Purchasing science equipment costs money, a lot of money. Thus, school corporations have a difficult time properly teaching science to students. However, help has rolled its way in.
The University of Southern Indiana purchased two trucks, $30,000 apiece, in order to provide schools in nine southwestern Indiana counties with the proper equipment. The program is called STEM, which stands for Science, Technology, Engineering and Mathematics.
Allison Grabert, science coordinator, said USI loads the trucks up with equipment and sends the trucks to various schools to loan the equipment at no cost for about one week.
Grabert plays an instrumental role in the STEM program. She takes orders from teachers, works the Pott College of Science departments, helps with curriculum development and makes deliveries. She also updates and maintains the STEM website.
Grabert taught in Kentucky for eight years before coming to USI. She taught four years at the middle school level and four years at the high school level.
“It’s gotten me back into the classroom,” she said. “I think once you’re a teacher you’re always a teacher and you kind of look for those opportunities to get back into the classroom, so it really is refreshing to get back into the classroom.
“Right now I deal with teachers predominately, and whenever I can get back into the classroom and work with the kids in hands on experiences, it really kind of makes my week. I look forward to those opportunities.”
The trucks have traveled to the counties of Posey, Vanderburgh, Gibson, Warrick, Pike, Knox, Spencer, Dubois and Perry since the program started in fall 2009, Grabert said.
Elementary, middle and high schools use the lending service.
The two trucks combined to travel 2,946 miles and spent 71 and a half hours on the road last fall delivering equipment, Grabert said. The longest trip was nearly four hours.
Grabert said it takes a lot of choreographing and time management to prepare for a trip to a school.
STEM has about $300,000 worth of equipment to loan to schools, she said. Incubators, human skeleton models, electrostatic generators, laptops, dissecting microscopes and magnetic field sensors are just a few examples of the equipment available to schools.
“You’ve got to have some brawn in there too because some of this equipment is not just ‘you pick it up and throw it in the back,’” Grabert said. “Some of this equipment are six foot long, 15 pound tracks and we’ve got 14 of those.
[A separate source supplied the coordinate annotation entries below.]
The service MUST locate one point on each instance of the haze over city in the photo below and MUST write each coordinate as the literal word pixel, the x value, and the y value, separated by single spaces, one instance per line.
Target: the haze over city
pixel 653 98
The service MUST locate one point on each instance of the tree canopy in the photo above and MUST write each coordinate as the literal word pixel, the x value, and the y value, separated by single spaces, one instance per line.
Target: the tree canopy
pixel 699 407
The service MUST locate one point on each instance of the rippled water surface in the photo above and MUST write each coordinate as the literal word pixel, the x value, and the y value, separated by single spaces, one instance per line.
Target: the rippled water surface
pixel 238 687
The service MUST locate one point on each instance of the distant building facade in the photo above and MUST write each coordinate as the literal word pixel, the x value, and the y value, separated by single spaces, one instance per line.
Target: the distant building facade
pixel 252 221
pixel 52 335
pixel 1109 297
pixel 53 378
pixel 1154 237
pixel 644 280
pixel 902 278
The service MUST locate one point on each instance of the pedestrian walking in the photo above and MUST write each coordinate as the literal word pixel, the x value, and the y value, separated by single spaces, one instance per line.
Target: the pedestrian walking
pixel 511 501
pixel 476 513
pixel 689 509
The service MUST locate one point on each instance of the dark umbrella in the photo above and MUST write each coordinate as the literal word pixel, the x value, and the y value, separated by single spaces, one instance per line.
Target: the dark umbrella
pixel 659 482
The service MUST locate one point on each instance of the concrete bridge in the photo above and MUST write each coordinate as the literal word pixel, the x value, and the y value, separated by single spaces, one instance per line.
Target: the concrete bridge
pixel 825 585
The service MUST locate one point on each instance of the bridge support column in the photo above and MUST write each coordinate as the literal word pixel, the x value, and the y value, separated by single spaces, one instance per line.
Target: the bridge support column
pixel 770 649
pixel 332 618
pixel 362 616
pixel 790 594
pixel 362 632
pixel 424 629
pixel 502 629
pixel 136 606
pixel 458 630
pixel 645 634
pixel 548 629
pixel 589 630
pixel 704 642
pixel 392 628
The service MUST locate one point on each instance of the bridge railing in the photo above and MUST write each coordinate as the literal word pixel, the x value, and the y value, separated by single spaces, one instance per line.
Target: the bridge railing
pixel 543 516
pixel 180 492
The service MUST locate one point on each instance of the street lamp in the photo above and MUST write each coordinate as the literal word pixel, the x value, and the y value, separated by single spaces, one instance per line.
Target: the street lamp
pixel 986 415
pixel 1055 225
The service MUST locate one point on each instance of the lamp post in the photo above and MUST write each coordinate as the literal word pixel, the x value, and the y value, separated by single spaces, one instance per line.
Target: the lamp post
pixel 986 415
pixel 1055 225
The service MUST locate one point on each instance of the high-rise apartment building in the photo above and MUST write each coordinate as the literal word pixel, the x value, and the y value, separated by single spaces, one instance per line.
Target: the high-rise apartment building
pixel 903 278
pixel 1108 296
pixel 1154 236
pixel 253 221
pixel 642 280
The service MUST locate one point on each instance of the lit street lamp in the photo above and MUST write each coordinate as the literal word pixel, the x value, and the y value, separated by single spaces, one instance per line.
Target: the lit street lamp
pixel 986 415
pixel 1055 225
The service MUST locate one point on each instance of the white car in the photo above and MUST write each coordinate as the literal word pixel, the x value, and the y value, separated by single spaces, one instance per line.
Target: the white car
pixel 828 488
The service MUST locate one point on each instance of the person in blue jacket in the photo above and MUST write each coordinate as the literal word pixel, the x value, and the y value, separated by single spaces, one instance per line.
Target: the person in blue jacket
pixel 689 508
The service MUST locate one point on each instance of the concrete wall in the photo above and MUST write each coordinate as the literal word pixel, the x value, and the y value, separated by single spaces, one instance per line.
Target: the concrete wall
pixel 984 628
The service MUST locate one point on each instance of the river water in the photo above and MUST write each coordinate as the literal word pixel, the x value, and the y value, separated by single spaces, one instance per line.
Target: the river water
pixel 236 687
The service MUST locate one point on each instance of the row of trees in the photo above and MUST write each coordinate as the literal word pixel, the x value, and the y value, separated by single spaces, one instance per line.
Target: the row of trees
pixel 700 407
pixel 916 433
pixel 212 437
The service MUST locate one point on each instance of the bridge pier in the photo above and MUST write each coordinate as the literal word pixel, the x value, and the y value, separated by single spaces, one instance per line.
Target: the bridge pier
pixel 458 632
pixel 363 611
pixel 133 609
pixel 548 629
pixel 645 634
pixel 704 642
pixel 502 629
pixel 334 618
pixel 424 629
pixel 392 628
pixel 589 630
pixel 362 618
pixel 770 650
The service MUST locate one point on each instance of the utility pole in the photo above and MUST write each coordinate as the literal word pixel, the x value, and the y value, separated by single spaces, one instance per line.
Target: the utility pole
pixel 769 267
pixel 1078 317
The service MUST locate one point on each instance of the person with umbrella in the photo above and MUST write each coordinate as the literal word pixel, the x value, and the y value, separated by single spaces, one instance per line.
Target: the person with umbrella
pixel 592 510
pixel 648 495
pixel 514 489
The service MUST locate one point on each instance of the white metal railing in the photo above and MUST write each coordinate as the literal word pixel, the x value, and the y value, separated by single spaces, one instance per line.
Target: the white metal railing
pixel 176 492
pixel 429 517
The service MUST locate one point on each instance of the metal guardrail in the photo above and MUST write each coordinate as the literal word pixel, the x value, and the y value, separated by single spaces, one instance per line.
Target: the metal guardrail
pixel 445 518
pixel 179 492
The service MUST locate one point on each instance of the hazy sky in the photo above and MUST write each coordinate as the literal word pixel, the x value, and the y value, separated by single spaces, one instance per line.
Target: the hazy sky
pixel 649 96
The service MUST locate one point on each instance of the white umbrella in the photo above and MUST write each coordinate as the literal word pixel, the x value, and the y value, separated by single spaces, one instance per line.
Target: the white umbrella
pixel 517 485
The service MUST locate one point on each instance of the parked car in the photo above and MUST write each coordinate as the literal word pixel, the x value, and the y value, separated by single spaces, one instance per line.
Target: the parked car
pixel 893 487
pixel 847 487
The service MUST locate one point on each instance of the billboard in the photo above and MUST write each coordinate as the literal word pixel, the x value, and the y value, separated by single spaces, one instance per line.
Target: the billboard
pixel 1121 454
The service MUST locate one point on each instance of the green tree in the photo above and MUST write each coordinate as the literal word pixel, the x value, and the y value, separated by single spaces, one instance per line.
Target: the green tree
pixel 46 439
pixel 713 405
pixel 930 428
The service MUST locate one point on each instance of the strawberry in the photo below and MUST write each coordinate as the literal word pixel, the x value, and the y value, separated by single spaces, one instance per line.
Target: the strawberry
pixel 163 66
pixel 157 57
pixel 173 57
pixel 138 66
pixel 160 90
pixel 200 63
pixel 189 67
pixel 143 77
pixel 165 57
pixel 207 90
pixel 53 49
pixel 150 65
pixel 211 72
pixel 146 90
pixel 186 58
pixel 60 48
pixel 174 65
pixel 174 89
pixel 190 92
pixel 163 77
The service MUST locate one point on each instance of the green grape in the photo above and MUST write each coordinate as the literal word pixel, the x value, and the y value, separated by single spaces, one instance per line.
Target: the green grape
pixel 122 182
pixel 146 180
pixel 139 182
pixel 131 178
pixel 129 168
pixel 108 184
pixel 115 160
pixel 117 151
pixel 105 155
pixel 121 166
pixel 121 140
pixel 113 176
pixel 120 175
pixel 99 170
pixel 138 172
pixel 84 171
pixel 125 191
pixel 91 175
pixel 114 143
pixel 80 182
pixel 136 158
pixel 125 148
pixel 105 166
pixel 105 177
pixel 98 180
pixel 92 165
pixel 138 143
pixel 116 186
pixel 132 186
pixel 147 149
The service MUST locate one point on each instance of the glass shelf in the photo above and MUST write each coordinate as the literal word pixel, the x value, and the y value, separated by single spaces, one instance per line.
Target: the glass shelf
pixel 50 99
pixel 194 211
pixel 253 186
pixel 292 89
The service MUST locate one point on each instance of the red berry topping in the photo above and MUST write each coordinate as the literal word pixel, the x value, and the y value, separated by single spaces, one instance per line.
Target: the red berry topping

It definitely takes a little bit of brains and a little bit of brawn too because some of the equipment is not easy to move around.”
She said the program opens up an array of career opportunities for students.
Grabert said the mission is to prepare students for 21st Century STEM jobs, a popular career area.
She also said the program helps students learn to problem solve, which will help them in everyday life even if they do not choose a STEM related career.
Several sources have helped fund this program. USI received a three year a three-year $600,000 Workforce Innovation in Regional Economic Development grant in 2007, a five-year $1.2 million National Science Foundation award, and an open-ended $150,000 annual Lilly Foundation grant.
Grabert said she hopes USI can get another truck stationed at the Crane Division, Naval Surface Warfare Center because of the partnership. This would allow USI’s STEM program to reach even more counties.
USI also provides summer workshops for teachers. The workshops cover topics in biology, chemistry, geology, physics, math and engineering.
Kara Becker, who is the director, said she and Grabert go into classrooms and assist teachers with the equipment.
“It gives the teacher a wider variety of ways to teach the standards that are required by the state,” Becker said.
Becker said the workshops allow teachers to become familiar with a variety of equipment before using it in the classroom.
She also drives the trucks to schools, and said she has enjoyed being able to help out teachers and students.
“Being able to work in the classrooms with teachers,” she said. “Watching students get excited getting to use some really cool equipment that they probably wouldn’t have gotten to otherwise.”
Teachers need to fill out a form and send an e-mail to USI’s STEM program in order to obtain the science equipment.
Becker said the program is currently all grant based.
She said the trucks have helped generate student interest in USI.
“Students get to see a lot of equipment that they can use at the university,” she said. “It helps better prepare them for lab classes when the get here, and it gives them a chance to actively learn science and math.”